8.09.2008

Caffeinated Scapegoat

I blame Starbucks:

1) For the emminent closing of the Edge Café, my favorite morning coffee joint. I'm sure they'd do better business if there weren't so many Starbucks locations near to them. I'm going to miss their super-excellent muffins.

2) For my apparent gain in weight over the last 2 or 3 years. First it was the subsidized Starbucks at EA, and now there's a Starbucks behind the Threewave office. I think I might be slightly addicted. I used to walk a whole block to get an afternoon snack, so I wouldn't. Now I just have to go across the back alley.

3) For turning me into a morning coffee drinker. I used to make fun of "those people", and now it looks like I've become one of them. Next I'll be ordering double shot espressos on a regular basis. It's only a matter of time.

4) For my mild mid-to-late afternoon headaches. When the caffeine from my morning coffee wears off I just feel crummy. The only solution seems to be more coffee, which only delays the headache a little longer.

5) For lost productivity at work. I take a break to go to Starbucks almost every day between 3pm and 4pm. I'd feel better if half the office weren't also doing the same thing. Just think how much more work we'd all be getting done if the Starbucks weren't there.

6) For lost money. We have free coffee at work, but I just can't help but go spend a couple bucks for a tall dark from Starbucks, even though I know I don't need it.

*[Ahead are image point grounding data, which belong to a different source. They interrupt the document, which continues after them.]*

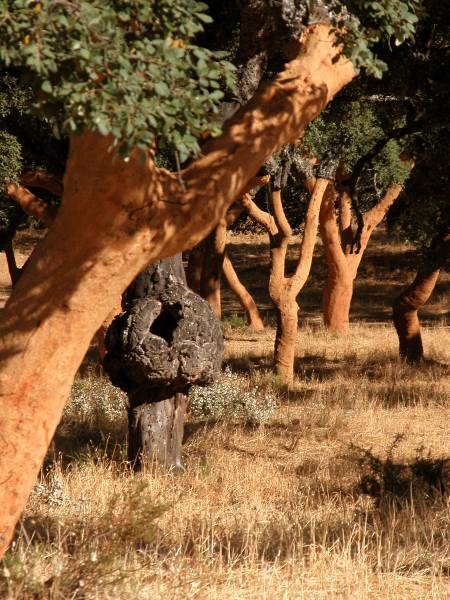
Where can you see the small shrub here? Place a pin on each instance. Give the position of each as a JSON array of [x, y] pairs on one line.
[[226, 401], [234, 320], [95, 404], [385, 479]]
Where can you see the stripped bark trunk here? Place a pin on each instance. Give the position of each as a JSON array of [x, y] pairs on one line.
[[284, 290], [194, 268], [213, 257], [113, 221], [13, 269], [342, 263], [237, 287], [31, 204], [408, 303]]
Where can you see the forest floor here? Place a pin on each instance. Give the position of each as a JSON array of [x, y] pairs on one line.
[[342, 492]]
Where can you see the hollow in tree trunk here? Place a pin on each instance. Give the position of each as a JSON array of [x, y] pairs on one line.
[[408, 303], [113, 221]]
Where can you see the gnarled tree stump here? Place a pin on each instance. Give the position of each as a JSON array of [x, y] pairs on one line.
[[166, 340]]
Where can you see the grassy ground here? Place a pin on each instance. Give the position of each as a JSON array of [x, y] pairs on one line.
[[342, 492]]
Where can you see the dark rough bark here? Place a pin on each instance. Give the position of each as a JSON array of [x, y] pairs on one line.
[[166, 340], [155, 429]]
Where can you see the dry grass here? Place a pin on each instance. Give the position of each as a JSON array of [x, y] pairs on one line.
[[269, 512], [272, 512]]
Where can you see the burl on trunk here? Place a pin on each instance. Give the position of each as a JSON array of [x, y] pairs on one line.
[[166, 340]]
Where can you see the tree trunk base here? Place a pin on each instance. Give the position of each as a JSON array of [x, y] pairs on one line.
[[155, 431]]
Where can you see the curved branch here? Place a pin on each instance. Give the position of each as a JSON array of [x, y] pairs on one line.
[[44, 180], [31, 204]]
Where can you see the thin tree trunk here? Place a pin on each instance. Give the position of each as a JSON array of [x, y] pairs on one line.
[[213, 257], [195, 267], [342, 264], [248, 304], [113, 221], [408, 303], [284, 290], [13, 269]]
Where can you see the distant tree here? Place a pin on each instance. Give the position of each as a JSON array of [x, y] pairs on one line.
[[349, 131], [30, 154], [119, 77], [423, 215]]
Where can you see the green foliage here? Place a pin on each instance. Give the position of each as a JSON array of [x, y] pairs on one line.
[[350, 129], [127, 68], [364, 24], [385, 479], [226, 401]]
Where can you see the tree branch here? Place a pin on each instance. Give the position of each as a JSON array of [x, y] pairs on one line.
[[31, 204]]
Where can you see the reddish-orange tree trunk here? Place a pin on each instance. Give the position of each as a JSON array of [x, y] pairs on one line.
[[213, 256], [113, 221], [407, 305], [284, 290], [13, 269], [248, 304], [342, 263]]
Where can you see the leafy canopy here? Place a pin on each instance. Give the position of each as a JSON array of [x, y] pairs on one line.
[[128, 68]]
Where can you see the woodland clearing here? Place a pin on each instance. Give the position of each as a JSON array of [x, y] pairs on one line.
[[274, 511]]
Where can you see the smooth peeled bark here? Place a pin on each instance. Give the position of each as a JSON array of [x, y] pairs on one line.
[[194, 269], [284, 290], [245, 299], [155, 430], [213, 256], [342, 263], [31, 204], [407, 305], [337, 299], [115, 218], [13, 269]]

7) For my slow internet connection and poor cellphone service. The people maintaining those services are likely just as addicted to Starbucks as I am, and so they're out getting coffee when they could be monitoring their stations.

8) For the clear-cutting of the rain forest. I'm sure there must be some coffee beans in there, and I'm sure Starbucks is involved somehow.

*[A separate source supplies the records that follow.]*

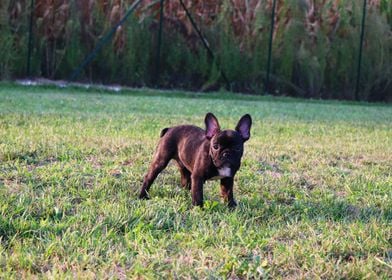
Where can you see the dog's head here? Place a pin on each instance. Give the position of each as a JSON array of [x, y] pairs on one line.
[[227, 146]]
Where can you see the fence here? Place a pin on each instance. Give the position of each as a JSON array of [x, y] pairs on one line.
[[330, 49]]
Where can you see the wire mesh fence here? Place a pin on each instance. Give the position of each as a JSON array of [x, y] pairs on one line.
[[319, 49]]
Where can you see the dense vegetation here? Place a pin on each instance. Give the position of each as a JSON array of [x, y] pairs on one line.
[[314, 189], [315, 47]]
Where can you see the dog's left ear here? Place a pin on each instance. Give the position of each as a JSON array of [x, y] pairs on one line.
[[243, 127], [212, 125]]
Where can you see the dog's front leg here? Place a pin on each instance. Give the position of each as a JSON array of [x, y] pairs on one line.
[[197, 190], [227, 191]]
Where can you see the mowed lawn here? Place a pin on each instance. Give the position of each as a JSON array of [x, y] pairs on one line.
[[314, 191]]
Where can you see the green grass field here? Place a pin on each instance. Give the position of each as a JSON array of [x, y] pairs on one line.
[[314, 191]]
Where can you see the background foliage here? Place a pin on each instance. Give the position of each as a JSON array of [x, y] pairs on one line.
[[315, 45]]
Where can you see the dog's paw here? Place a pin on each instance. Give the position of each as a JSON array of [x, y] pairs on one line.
[[144, 195]]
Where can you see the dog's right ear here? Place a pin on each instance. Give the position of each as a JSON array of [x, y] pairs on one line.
[[212, 125]]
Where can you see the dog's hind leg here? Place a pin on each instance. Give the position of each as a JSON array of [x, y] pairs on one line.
[[160, 161], [185, 176]]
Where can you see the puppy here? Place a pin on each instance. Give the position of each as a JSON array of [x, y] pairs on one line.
[[201, 155]]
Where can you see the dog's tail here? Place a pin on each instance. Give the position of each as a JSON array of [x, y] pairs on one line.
[[163, 132]]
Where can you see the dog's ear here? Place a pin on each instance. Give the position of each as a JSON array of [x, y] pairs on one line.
[[212, 125], [243, 127]]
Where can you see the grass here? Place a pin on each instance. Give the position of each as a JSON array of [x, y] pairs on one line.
[[314, 190]]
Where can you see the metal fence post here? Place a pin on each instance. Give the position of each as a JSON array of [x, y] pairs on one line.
[[360, 50], [102, 42], [30, 42], [270, 46], [158, 58]]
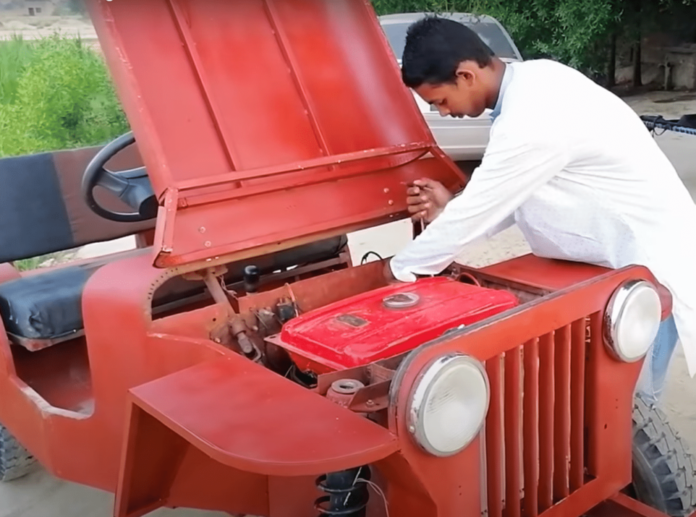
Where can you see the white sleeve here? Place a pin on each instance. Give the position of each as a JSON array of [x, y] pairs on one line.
[[514, 166]]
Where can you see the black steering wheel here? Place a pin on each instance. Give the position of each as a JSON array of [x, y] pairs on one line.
[[131, 186]]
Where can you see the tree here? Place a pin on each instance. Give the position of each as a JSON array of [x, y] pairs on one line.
[[583, 34]]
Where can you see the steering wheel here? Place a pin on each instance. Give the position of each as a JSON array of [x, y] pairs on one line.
[[131, 186]]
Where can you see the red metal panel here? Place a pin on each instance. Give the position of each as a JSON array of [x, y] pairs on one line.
[[360, 330], [292, 110], [234, 386]]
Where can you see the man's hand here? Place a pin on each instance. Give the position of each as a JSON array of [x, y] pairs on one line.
[[427, 199], [388, 274]]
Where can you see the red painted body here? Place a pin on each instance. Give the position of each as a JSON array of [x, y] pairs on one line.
[[361, 330], [265, 124]]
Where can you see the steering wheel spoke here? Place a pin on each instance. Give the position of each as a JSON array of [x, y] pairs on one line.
[[131, 186]]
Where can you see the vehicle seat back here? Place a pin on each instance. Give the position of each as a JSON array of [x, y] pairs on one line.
[[41, 205]]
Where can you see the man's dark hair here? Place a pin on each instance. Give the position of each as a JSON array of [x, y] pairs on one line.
[[434, 49]]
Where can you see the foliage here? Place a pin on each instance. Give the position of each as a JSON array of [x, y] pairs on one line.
[[55, 94], [574, 32]]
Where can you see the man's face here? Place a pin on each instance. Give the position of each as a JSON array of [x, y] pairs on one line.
[[465, 96]]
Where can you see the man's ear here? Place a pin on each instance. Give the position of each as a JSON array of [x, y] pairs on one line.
[[465, 72]]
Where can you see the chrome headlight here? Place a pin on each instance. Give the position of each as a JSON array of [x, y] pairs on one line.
[[632, 320], [449, 404]]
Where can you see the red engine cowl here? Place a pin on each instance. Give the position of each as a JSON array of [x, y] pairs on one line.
[[386, 322]]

9) For the situation in the middle east. We all know they're all just fighting over coffee, and that oil has nothing to do with it.

Okay, I guess those last 3 might be a stretch.

8.04.2008

Program Not Responding

The world gave me a sunny day today. A day filled with the potential for fun, adventure, excitement, and beauty. And what did I do?

I wasted it in my apartment. I slept in. I went to the mall to pick a few things up, and returned home. And then I had a nap, surfed the web, had another nap, watched some TV, and now I'm blogging.

Yesterday I made a list of things I wanted to get done today. There were 5 things on the list. I've only done one of them.

The pool is rather inviting today. But it's across the courtyard and I can't be bothered to go out in the sun to get there. Besides which, that's the kind of thing that's more fun with friends, and most of mine are at work today.

I guess maybe I needed some time to myself to relax. But I feel like I need more time, especially to do all those things I didn't do today.

But instead of making up for wasted time, I'll be going back to work tommorrow.

I have become a mindless automaton, marching to the beat of a corporate drum, and becoming lifeless when that drum stops beating.

I love the summer, but at the same time I can't wait for the seasons to change.